The abductive logic also falls apart if consciousness is epiphenomenal (has no causal influence on behavior), but empirical evidence makes epiphenomenalism deeply implausible. When consciousness is disrupted, such as in certain epileptic seizures that impair large-scale cortical–subcortical networks, individuals lose coherent reasoning, flexible behavior, and memory formation, even though some automatic behaviors (such as responding yes/no) continue. We can also consider blindsight, which is an agnosia where people can respond to visual information without consciously perceiving it. Blindsight and other agnosias show that when conscious access is absent, performance becomes degraded and inflexible. Taken together, these patterns are exactly what we would expect if consciousness plays a functional, causally relevant role in integrating perception, reasoning, and action.

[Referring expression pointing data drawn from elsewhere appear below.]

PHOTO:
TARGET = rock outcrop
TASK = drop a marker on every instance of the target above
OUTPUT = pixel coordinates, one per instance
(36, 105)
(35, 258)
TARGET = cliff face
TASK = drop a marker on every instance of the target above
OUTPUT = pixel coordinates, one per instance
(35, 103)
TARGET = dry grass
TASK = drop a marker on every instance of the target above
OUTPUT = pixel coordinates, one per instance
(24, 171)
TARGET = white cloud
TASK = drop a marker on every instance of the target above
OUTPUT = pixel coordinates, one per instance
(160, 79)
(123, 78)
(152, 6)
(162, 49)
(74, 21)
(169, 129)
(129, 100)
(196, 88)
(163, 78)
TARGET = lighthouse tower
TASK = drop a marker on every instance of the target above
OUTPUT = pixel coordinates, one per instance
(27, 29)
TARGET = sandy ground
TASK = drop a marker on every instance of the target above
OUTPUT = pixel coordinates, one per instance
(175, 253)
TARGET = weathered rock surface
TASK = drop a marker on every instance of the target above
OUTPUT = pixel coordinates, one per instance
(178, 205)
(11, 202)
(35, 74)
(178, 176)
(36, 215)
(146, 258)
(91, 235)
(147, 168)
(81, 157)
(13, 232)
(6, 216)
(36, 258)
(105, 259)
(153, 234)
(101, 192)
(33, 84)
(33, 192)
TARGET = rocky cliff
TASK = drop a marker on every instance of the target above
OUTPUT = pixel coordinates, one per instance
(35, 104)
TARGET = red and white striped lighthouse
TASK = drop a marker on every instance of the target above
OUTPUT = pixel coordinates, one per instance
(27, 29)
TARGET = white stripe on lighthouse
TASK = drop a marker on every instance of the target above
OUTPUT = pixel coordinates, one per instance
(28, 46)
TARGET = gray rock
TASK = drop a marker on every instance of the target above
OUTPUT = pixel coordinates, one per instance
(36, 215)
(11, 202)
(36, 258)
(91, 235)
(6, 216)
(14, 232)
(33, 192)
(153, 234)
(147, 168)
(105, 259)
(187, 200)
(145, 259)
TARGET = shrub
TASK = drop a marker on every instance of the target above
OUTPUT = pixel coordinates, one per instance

Alternatively, suppose consciousness really is epiphenomenal, a purely non-causal accompaniment to the true cognitive machinery. In that case, the entity we should be talking about is the causal system that actually generates reasoning, planning, integration, and behavior. That system would be the proper center of moral concern, whether or not we call it “consciousness”. And crucially, the abductive inference still applies to that system: whatever causes the full suite of conscious-like behavior in humans also appears to cause it in LLMs. If consciousness is epiphenomenal, then the moral and explanatory role shifts to the underlying causal process, which still points in the same direction.
The Parsimonious Conclusion
The view that LLMs are conscious because they exhibit conscious-like behaviors is the more consistent and conservative one, not a radical position. If consciousness is a real, causally effective phenomenon in humans, then treating similar behavior in other systems as arising from the same kind of cause requires no additional assumptions.

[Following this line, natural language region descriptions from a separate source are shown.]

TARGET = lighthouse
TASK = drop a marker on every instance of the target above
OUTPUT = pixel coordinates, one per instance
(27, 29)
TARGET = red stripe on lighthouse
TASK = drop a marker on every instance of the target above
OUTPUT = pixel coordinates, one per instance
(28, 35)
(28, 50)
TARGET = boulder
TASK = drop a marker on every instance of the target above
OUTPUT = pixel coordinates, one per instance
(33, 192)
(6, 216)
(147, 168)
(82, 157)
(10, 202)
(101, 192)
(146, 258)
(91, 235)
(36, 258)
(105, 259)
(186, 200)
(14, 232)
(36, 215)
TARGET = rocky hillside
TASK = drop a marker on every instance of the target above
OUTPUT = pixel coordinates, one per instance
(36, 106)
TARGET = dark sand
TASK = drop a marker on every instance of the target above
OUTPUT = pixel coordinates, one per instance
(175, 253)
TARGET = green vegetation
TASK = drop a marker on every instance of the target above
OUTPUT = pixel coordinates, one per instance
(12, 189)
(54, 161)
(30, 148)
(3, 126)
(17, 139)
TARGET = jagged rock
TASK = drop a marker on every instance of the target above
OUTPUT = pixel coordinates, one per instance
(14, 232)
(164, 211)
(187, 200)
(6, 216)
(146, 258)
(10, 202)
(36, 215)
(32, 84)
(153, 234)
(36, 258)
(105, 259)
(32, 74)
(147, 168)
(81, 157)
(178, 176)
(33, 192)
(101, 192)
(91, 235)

Extraordinary claims require extraordinary evidence, and disconnecting conscious-like behavior from consciousness is precisely such a claim. The non-consciousness theories are shallow and underdetermined: they introduce new mechanisms to explain the behavior while separately assuming that those mechanisms do not instantiate the empirically-known cause: consciousness. They also implicitly require assumptions about how the competing non-conscious explanations relate; whether they operate together, exclude each other, or carve up different aspects of the behavior. With such an absurd lack of parsimony, the burden of proof falls squarely on those arguing LLMs lack consciousness, not with those noting the pattern holds.



This is a very useful burden-shifting argument. What I appreciate most is that it refuses to treat non-consciousness as the assumption-free default. If consciousness is the known cause of a rich class of behaviors in humans, then explaining similar behaviors in LLMs while excluding consciousness is not automatically the simpler position. It carries its own assumptions.
I would not treat this as proof of LLM consciousness, but I do think it forces the debate onto better ground: denial is also an explanatory hypothesis, and it has to carry its own weight.